Il risultato di questo profondo processo di rinnovamento strategico, dettato anche dalla trasformazione, normativa e istituzionale, dell’intero settore della filantropia, nazionale e internazionale, e d’altra parte dall’evoluzione fisiologica di Alta Mane, è stato l’innovativo sostegno a quattro diversi progetti “a più ampio impatto”, che ha portato all’individuazione di un nuovo settore prioritario di intervento:“Arte e Sviluppo”.

L’introduzione di questo nuovo settore strategico di intervento, mirato ad una azione filantropica “orizzontale” più efficace, è finalizzata a sostenere progetti integrati che generino, a medio-lungo termine:

  • un impatto sistemico e possibilmente misurabile,
  • l’incremento e la diffusione delle Best Practices,
  • l’aumento delle fasce di possibili beneficiari nei contesti di esclusione sociale e terapeutici,
  • la costruzione di reti tra organizzazioni, con capacità sinergiche e complementari.

A tal fine, nel 2017, la Fondazione ha rinnovato, consolidandolo, il sostegno a importanti organizzazioni internazionali, quali Save the Children Italia Onlus e Save the Children Schweiz per l’attuazione della Fase III del Programma HEART (Healing and Education through the Arts) in Bosnia-Erzegovina; e all’associazione LAD Onlus per il completamento del primo blocco della struttura polifunzionale WonderLAD a Catania (Italia).

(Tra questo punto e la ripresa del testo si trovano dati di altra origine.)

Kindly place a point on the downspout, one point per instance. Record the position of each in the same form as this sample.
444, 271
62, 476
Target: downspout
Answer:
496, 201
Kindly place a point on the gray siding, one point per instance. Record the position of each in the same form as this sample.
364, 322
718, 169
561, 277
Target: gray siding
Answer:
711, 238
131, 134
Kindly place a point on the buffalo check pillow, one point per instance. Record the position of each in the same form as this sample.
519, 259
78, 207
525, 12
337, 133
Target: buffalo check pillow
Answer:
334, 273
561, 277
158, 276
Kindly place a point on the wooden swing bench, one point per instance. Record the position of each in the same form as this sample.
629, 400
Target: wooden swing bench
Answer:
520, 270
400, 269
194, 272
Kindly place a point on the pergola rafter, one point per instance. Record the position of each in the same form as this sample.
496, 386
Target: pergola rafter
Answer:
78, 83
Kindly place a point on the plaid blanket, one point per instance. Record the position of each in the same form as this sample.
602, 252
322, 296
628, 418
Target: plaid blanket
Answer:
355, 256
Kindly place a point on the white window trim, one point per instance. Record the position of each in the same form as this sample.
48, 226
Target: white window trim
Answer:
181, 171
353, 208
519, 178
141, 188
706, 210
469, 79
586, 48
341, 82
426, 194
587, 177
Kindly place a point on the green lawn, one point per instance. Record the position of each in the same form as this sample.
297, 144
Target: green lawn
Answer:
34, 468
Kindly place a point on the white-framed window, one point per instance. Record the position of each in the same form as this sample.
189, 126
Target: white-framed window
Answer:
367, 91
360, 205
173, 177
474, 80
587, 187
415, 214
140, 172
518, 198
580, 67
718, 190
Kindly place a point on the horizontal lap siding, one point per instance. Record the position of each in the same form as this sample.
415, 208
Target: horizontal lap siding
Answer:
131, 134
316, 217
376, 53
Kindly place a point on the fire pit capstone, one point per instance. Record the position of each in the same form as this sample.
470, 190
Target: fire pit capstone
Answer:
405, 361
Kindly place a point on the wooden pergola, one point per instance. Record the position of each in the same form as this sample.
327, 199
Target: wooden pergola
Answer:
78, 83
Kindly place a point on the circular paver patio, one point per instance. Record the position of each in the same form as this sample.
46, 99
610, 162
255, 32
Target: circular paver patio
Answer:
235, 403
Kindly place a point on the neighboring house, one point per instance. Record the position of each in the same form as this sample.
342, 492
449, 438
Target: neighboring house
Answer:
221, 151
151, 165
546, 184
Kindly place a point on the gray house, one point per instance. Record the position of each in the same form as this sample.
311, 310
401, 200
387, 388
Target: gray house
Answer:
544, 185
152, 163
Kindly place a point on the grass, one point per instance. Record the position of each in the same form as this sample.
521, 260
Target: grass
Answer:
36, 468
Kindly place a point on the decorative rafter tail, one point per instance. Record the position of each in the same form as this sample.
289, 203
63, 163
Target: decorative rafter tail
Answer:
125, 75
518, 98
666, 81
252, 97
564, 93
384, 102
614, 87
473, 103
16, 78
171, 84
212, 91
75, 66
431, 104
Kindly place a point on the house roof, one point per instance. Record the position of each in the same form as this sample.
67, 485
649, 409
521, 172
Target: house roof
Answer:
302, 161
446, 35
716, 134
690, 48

In parallelo, ha avviato nuove collaborazioni con altre due organizzazioni di fama internazionale, quali Fondation Terre des hommes (Lausanne) per lo sviluppo del progetto “You Create” in Iraq e Egitto; e RED NOSES Clowndoctors International, attraverso l’attribuzione di Borse di studio che hanno permesso a 17 artisti e manager di organizzazioni professionali di clown-dottori provenienti da paesi emergenti e con risorse finanziarie limitate, di poter partecipare all’Healthcare Clowning International Meeting 2018, previsto a Vienna, dal 4 al 6 aprile 2018.